Ngelmu.co – Rancangan peraturan daerah (Raperda) inisiatif Permerintah Kota Depok tentang Penyelenggaraan Kota Religius (PKR) telah ditolak oleh Dewan Perwakilan Rakyat Daerah (DPRD) Kota Depok. Terkait rancangan tersebut, Partai Demokrasi Indonesia Perjuangan (PDIP) memiliki suara yang cukup vokal untuk menolak rencana peraturan daerah tersebut.

Hal tersebut diungkapkan oleh Ketua DPRD Kota Depok, Hendrik Tangke Allo, Raperda itu resmi ditolak dalam Badan Musyawarah DPRD Kota Depok untuk masuk ke dalam daftar Program Legislasi Daerah. Dengan demikian, segala pembahasan yang berakaitan dengan Raperda tidak mungkin dilakukan lagi di setiap alat kelengkapan Dewan.

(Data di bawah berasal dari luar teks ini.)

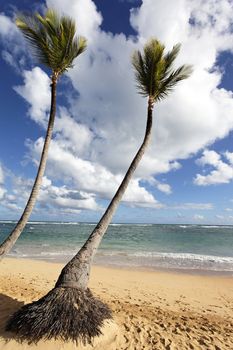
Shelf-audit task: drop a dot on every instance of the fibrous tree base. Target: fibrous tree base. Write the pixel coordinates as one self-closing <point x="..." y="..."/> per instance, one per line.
<point x="64" y="313"/>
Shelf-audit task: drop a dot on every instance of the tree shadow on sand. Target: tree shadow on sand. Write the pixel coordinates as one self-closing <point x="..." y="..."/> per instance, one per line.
<point x="8" y="306"/>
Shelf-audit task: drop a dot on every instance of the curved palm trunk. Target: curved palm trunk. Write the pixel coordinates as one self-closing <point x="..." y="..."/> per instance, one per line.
<point x="14" y="235"/>
<point x="76" y="273"/>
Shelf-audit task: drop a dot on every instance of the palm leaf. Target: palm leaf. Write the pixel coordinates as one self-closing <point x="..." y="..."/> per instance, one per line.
<point x="52" y="39"/>
<point x="154" y="72"/>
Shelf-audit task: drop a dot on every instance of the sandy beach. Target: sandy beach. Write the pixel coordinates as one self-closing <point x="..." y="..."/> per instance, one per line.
<point x="152" y="310"/>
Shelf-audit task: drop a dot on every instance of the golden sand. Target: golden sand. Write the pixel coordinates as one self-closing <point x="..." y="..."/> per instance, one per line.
<point x="152" y="310"/>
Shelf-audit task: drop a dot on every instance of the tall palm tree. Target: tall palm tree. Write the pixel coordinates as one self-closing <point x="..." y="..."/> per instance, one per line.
<point x="54" y="43"/>
<point x="82" y="314"/>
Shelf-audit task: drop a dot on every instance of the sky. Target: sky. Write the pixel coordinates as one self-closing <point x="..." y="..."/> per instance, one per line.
<point x="186" y="175"/>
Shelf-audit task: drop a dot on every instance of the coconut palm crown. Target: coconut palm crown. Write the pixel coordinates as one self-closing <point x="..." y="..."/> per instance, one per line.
<point x="54" y="44"/>
<point x="52" y="39"/>
<point x="82" y="313"/>
<point x="154" y="71"/>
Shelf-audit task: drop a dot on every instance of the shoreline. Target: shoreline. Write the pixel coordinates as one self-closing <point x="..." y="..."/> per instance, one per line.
<point x="153" y="309"/>
<point x="182" y="271"/>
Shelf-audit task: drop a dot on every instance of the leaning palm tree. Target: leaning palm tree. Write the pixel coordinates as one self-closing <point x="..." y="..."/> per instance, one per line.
<point x="54" y="43"/>
<point x="69" y="310"/>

Menurutnya, ada banyak hal yang dipertimbangkan pihaknya menolak rancangan Perda yang dikomandoi oleh Wali Kota Depok, Mohammad Idris. Alasan PDIP menolak Raperda itu adalah Undang-undang Nomor 23 tahun 2014 tentang Pemerintahan Daerah yang tidak mendelegasikan urusan agama untuk diatur oleh Pemerintah Daerah. Baginya, urusan agama adalah kewenangan absolut Pemerintah Pusat.

“Kalau kita bicara agama maka kewenangan itu bukan milik pemerintah daerah tapi kewenangan pemerintah pusat. Karena kaitannya dengan pertahanan keamanan, fiskal moneter, kemudian ada beberapa lagi. Sehingga pemerintah daerah tak memiliki hak untuk membahas itu,” katanya saat dikonfirmasi Jumat 17 Mei 2019.

Kemudian, kata Hendrik, ada alasan yang tak kalah penting mengapa pihaknya menolak Perda tersebut, dikarenakan agama merupakan masalah yang bersifat pribadi, juga berkaitan erat dengan hubungan antara manusia dengan Tuhannya. Dengan demikian, bukan kewenangan Kota untuk mengatur kadar religius keagamaan warganya.

“Perda PKR memiliki potensi diskriminatif baik terhadap umat beragama dan terhadap kaum perempuan. Perda ini juga memiliki kecenderungan untuk mengkotak-kotakkan warga Kota Depok yang sangat plural (majemuk).”

Seperti diketahui, Pemerintah Kota Depok mengusulkan Raperda tentang Penyelenggaraan Kota Religius yang intinya ingin mengatur warga Kota Depok dalam menjalankan agama dan kepercayaannya, termasuk cara berpakaian.

Ia juga mengungkapkan, bahwasanya penolakan tersebut tak hanya disuarakan oleh partainya, melainkan ada sejumlah partai lainnya yang disepakati dalam Badan Musyawarah DPRD Kota Depok.

“PDI Perjuangan berpandangan bahwa negara, dalam hal ini Pemkot Kota Depok, berkewajiban untuk memastikan bahwa setiap umat beragama memiliki kebebasan dalam menjalankan ibadah menurut agama dan kepercayaannya, dan menjaga toleransi antar umat beragama. Namun Pemerintah Kota tidak bisa mengatur keagamaan warganya,” tutur Hendrik.

Dalam hal perilaku warga, lanjut Hendrik, Pemkot Depok bisa membuat aturan dalam kerangka ketertiban umum dan kemaslahatan kehidupan bersama, bukan dalam kerangka pahala dan dosa atau surga dan neraka.

“Intinya kami menghindari konflik antar umat beragama. Maka peran pemerintah mereka harus tampil, bagaimana semangat kebangsaan toleransi di Kota Depok ini bisa terjaga di tengah pluralisme yang begitu besar. Ini bisa menimbulkan diskriminasi terhadap keberagaman pemeluk agama dan itu tidak boleh,” ujarnya.